Probing Hairy Kerr Black Holes through Quasi-Periodic Oscillations I: A study based on the kinematic models

TL;DR

This study investigates hairy Kerr black holes' horizon structures and their impact on high-frequency quasi-periodic oscillations, aiming to constrain their parameters and compare theoretical models with observational data.

Contribution

It introduces a detailed analysis of hairy Kerr black holes' horizon features and their influence on HFQPOs, providing new constraints on their parameter space and model suitability.

Findings

Unique horizon features not seen in Kerr black holes.

Constraints on hairy black hole parameters from HFQPO data.

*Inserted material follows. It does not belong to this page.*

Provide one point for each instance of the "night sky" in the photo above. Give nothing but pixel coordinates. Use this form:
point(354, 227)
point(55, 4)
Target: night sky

Relativistic Precession Model is less suitable than Tidal Disruption Model for some sources.

Abstract

Black hole (BH) solutions endowed with nontrivial scalar or matter fields - commonly known as hairy black holes - have attracted significant interest in recent years. They admit extra parameters beyond mass, charge, and angular momentum, leading to a richer phenomenology. Characterizing their allowed parameter space is therefore crucial, especially in light of the available data from electromagnetic and gravitational-wave observations. The rotating hairy black hole solutions studied here are inspired by the gravitational decoupling method and satisfy the Einstein field equations with a conserved energy-momentum tensor that respects the strong energy conditions (SECs). We explore in detail the horizon structure of such black holes and report for the first time certain unique features, not observed in Kerr BHs. We investigate the sensitivity of the hairy parameters on the fundamental frequencies associated with the motion of matter in the hairy Kerr spacetime, and compare them with the Kerr scenario. The theoretical models aimed to explain the observed high-frequency observations (HFQPOs) in BHs are associated with the fundamental frequencies. Hence, such a study enables us to constrain the parameter space of the hairy Kerr spacetime by comparing the model-dependent HFQPO frequencies with the available observations. By comparing the kinematic models of HFQPOs with the observations of six BH sources, we report the most favored parameter space for each of these BHs. Our analysis also provides a framework to discern the most suitable model for each of these sources. Interestingly, even with the present precision of the data, the Relativistic Precession Model seems to be less suitable compared to the Tidal Disruption Model for the sources GRO J1655-40 and XTE J1859+226. The implications are discussed.